I was happy to improve my run of Jacob Wirth bottles. As one of the most successful bottlers in the state, his newer blobs and crown tops are easily acquired. I had eight different bottles from Mr. Wirth until this purchase, when I acquired two of his earliest Providence bottles. Jacob Wirth started in Boston around 1868, and opened a new branch in Providence in 1880. The first bottle, a crude applied lip aqua blob dates from 1880-1885, and the second example, the earliest example of his signature diamond design likely dates from 1885-1890. Roger Heatley is the expert on Jacob Wirth bottles, and more info can be found at his excellent website here:
Among Al’s unlisted bottles were a few examples I would refer to as “specimen” bottles.
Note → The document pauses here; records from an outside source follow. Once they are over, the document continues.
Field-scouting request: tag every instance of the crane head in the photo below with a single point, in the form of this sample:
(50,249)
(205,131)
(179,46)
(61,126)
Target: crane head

They are badly damaged which means they have little or no value, but they have a lot of historic value since they are rare and unlisted. One of these was a H. Gorman & Co. Providence, RI midsize blob. This intermediate size (8”) between a squat soda and tall blob was a transitional bottle, and dates to ca. 1870-1885. There is a tall blob Gorman listed, but not this small size!
Probably the biggest heartbreaker was a beautiful amber Chas. F. Young 38 S-Main St. Providence, RI amber blob. He made the only amber colored squat blob from RI, which is quite rare. An example like this is exciting because it shows he was in business until the era of the "tall blobs", and the embossing is nearly identical to what is found on the squat blob.
Another uncommon bottle was a quart-sized blob top from the German Seltzer Co. 7 Ticknor Ave. Providence, RI. Quart blobs are considerably less common than you average 10-12oz. blobs. This example has 27 Oz. embossed in the slugplate, making it unlisted.
Another nice smaller-town blob was a Sanitary Bottling Co. Webster Ave. Arlington, RI. Arlington (now Silver Lake) was a town in Cranston, and amusingly enough the porcelain stopper on this bottle is marked Cranston. This bottle is only listed as a crown top, so this blob is new!